J'aimerais rappeler à ce titre que l'Assemblée nationale, ou du moins sa commission des lois, était toute disposée à nous suivre en la matière avant de rétablir cette disposition sur « injonction » - vous me permettrez ce mot - du Gouvernement. Cette disposition, si nous l'avions maintenue, constituerait une nouvelle forme de contrôle sur les collectivités territoriales.
Enfin, je souhaite rappeler que cette réforme n'a de sens que si elle s'emploie à améliorer l'efficacité et la rapidité de notre justice. C'est pourquoi je ne peux que me réjouir des nouvelles pistes ouvertes par la Haute Assemblée.
Prévoir que le juge du fond se prononce dans les meilleurs délais lorsque la suspension est accordée et impartir au juge du référé-injonction un délai de quarante-huit heures pour se prononcer en première instance sont des mesures propices - nous l'espérons du moins - à rendre optimale cette efficacité recherchée.
Néanmoins, madame le garde des sceaux, cette réforme ne sera qu'un coup d'épée dans l'eau si elle n'est pas accompagnée de moyens réels.

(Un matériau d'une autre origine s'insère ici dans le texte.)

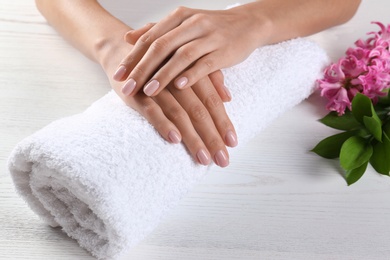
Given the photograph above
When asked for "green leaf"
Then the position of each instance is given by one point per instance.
(374, 126)
(344, 122)
(361, 106)
(355, 152)
(380, 158)
(354, 175)
(386, 128)
(330, 147)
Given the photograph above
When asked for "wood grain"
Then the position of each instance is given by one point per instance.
(275, 201)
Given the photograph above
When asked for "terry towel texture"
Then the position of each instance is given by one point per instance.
(107, 177)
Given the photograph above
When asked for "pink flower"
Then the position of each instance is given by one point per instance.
(365, 69)
(339, 101)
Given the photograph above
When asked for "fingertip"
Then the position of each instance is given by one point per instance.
(181, 82)
(174, 137)
(231, 139)
(221, 158)
(203, 157)
(151, 88)
(227, 92)
(120, 73)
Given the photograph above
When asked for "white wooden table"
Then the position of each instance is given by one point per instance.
(275, 201)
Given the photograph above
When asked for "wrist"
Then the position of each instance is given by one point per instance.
(110, 52)
(259, 22)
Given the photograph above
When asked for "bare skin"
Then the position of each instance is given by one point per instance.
(200, 41)
(204, 41)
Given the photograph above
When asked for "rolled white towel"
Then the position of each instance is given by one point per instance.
(107, 177)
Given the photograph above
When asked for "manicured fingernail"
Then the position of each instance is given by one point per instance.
(227, 92)
(182, 82)
(203, 157)
(231, 139)
(174, 137)
(221, 159)
(128, 87)
(119, 73)
(151, 87)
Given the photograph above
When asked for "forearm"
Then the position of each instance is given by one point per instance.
(86, 25)
(286, 19)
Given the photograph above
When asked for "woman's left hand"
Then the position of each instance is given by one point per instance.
(186, 46)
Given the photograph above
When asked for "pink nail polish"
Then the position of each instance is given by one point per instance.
(221, 159)
(174, 137)
(231, 139)
(151, 87)
(128, 87)
(119, 73)
(227, 92)
(182, 82)
(203, 157)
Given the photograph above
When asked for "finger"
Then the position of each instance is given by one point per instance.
(213, 103)
(217, 80)
(132, 36)
(149, 109)
(154, 47)
(142, 45)
(200, 69)
(191, 139)
(181, 59)
(203, 124)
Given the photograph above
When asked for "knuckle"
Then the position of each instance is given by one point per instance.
(176, 114)
(180, 11)
(145, 39)
(213, 101)
(209, 63)
(149, 109)
(186, 53)
(198, 113)
(202, 19)
(215, 143)
(139, 72)
(160, 45)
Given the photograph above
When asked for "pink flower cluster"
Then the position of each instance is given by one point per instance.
(365, 69)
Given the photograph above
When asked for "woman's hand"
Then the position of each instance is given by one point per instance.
(185, 47)
(195, 116)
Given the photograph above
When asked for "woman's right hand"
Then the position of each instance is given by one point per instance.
(195, 115)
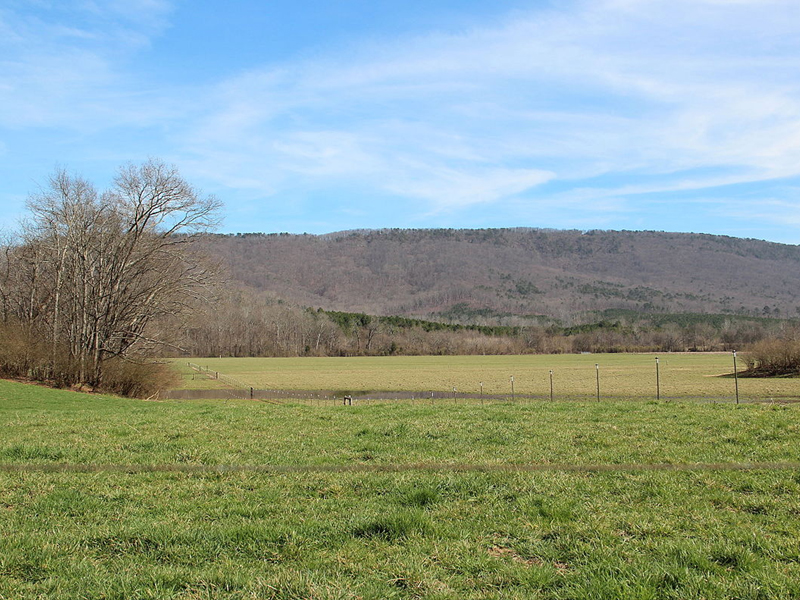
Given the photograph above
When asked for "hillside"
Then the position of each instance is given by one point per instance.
(490, 274)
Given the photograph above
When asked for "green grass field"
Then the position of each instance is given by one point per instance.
(690, 375)
(104, 497)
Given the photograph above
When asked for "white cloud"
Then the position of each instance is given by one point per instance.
(608, 99)
(609, 87)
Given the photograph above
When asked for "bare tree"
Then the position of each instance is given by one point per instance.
(98, 269)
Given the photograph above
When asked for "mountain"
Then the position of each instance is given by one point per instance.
(496, 275)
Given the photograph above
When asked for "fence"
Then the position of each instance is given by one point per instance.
(236, 389)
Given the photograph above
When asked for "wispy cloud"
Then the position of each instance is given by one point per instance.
(586, 109)
(633, 87)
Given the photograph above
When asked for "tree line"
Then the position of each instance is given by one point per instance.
(92, 277)
(96, 284)
(248, 323)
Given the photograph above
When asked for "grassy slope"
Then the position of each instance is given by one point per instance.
(407, 534)
(621, 375)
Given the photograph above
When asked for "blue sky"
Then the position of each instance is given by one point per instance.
(312, 116)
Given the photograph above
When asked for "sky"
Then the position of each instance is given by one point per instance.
(318, 116)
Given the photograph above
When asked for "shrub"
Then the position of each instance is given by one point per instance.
(774, 358)
(136, 379)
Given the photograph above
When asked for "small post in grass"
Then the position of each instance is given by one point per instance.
(658, 383)
(597, 370)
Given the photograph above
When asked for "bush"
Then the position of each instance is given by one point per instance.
(774, 358)
(136, 379)
(24, 355)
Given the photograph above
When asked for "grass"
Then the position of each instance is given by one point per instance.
(406, 533)
(687, 375)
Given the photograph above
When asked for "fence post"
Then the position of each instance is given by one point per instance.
(658, 383)
(597, 369)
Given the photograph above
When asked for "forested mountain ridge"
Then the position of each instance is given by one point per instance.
(495, 275)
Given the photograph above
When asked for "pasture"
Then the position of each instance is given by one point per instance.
(102, 497)
(622, 376)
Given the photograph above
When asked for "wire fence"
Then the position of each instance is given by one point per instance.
(239, 390)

La lenteur des procédures s'explique en partie, nous le savons, par l'accroissement substantiel des contentieux. Or, ce texte facilitant l'accès des citoyens aux tribunaux risque d'accroître significativement le recours au juge administratif.
La conséquence immédiate serait d'allonger plus encore la longueur des procédures par la saturation des tribunaux, effet exactement inverse à l'objectif que nous recherchons.
Madame le garde des sceaux, cette réforme restera lettre morte si, parallèlement, vous ne vous donnez pas les moyens d'augmenter le nombre de magistrats et de greffiers.
C'est donc sur les faits et dans le temps que nous jugerons si cette réforme portera ses fruits, ainsi que l'attendent nos concitoyens.
M. le président. Personne ne demande plus la parole ?...
Je mets aux voix l'ensemble du projet de loi.

(Le projet de loi est adopté.)
M. le président. Je constate que ce texte a été adopté à l'unanimité.